- IATA: NHX; ICAO: KNBJ; FAA LID: NBJ;

Summary
- Airport type: Military
- Owner: U.S. Navy
- Location: Foley, Alabama
- Built: 1942
- In use: 1942-Present
- Elevation AMSL: 54 ft / 16 m
- Coordinates: 30°23′21″N 087°38′07″W﻿ / ﻿30.38917°N 87.63528°W
- Interactive map of Naval Outlying Landing Field Barin

Runways
| Direction | Length |  | Surface |
| ft | m |
| 9/27 | 5,000 | 1,524 | Asphalt |
| 15/33 | 5,000 | 1,524 | Asphalt |
- Source: Federal Aviation Administration

= Naval Outlying Landing Field Barin =

Naval Outlying Landing Field Barin is a United States Navy airfield located in Foley, a city in Baldwin County, Alabama, United States.

==History==
An auxiliary airfield for Naval Air Station Pensacola and Naval Air Station Whiting Field, NOLF Barin originally consisted of twin airfield complexes. The West Field was established on the site of the original Foley Municipal Airport that was constructed in the mid-1930s and leased by the U.S. Navy in 1942. An adjoining parcel of 656 acres was also purchased by the Navy for construction of a similar, but not quite reverse, mirror image runway complex that would become known as the East Field. On 2 July 1942, the new facility was designated Naval Auxiliary Air Station Barin Field (NAAS Barin Field) in honor of Lieutenant Louis Theodore Barin (20 August 1890 – 12 June 1920), a Navy test pilot and one of the pilots of the flying boat NC-1 during the Navy's transatlantic flight in May 1919.

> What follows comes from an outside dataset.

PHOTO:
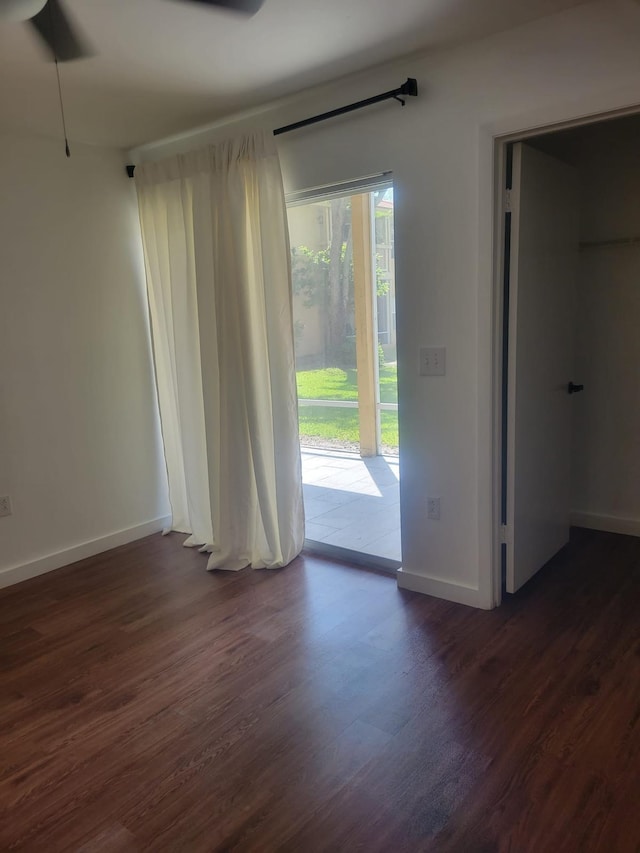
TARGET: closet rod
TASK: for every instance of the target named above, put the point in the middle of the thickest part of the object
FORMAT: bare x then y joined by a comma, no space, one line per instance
606,244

Today, the East Field is still used as NOLF Barin, a satellite airfield for Training Air Wing FIVE (TRAWING 5) at NAS Whiting Field and Training Air Wing SIX (TRAWING 6) at NAS Pensacola. Two runways and the original centerfield flight line complex are still maintained, although the original 1940s/1950s-era hangars and control tower have been demolished and removed. The West Field of four runways remains abandoned, with a 4-lane highway, the Foley Beach Express, having been built through the center of the West Field's runways.

The City of Foley signed a letter of intent with the Navy in January 2024 to continue an agreement that allows the city to maintain the field. The following December, the city announced plans for an aviation museum to recognize the history of the airfield.

==Facilities==
NOLF Barin has two asphalt paved runways: 9/27 is 4,012 by 300 feet (1,223 x 91 m) and 15/33 is 4,000 by 150 feet (1,219 x 46 m).

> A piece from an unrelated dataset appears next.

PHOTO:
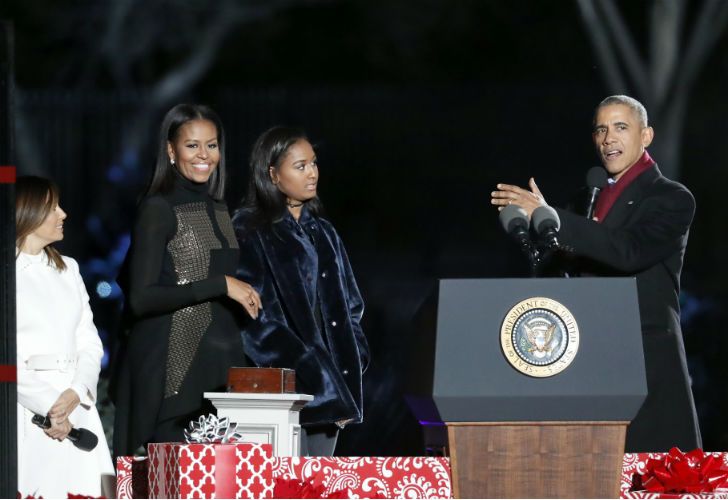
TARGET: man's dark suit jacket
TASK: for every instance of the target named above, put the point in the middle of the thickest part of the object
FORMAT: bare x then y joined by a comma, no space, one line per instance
644,235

In 2010, officials from NAS Whiting Field announced plans to expand the runways for several NOLFs they operate (including NOLF Barin) to facilitate the use of the T-6 Texan II training aircraft, which had replaced the aging fleet of T-34C Turbomentors in TRAWING 6 and was replacing those in TRAWING 5. Those plans subsequently came under heavy opposition by some residents who were worried about aircraft noise or losing homes and land in the process. In November 2011, starting with negotiations with the Foley City Council, the Navy began acquiring land parcels to expand NOLF Barin Field and military construction subsequently commenced in 2012.

In November 2014, the Baldwin County Commission unanimously approved a land deal to enable the Navy to finally complete the expansion of the NOLF Barin Field runway lengths.

Both runways at NOLF Barin were subsequently lengthened to their current length of 5,000 feet.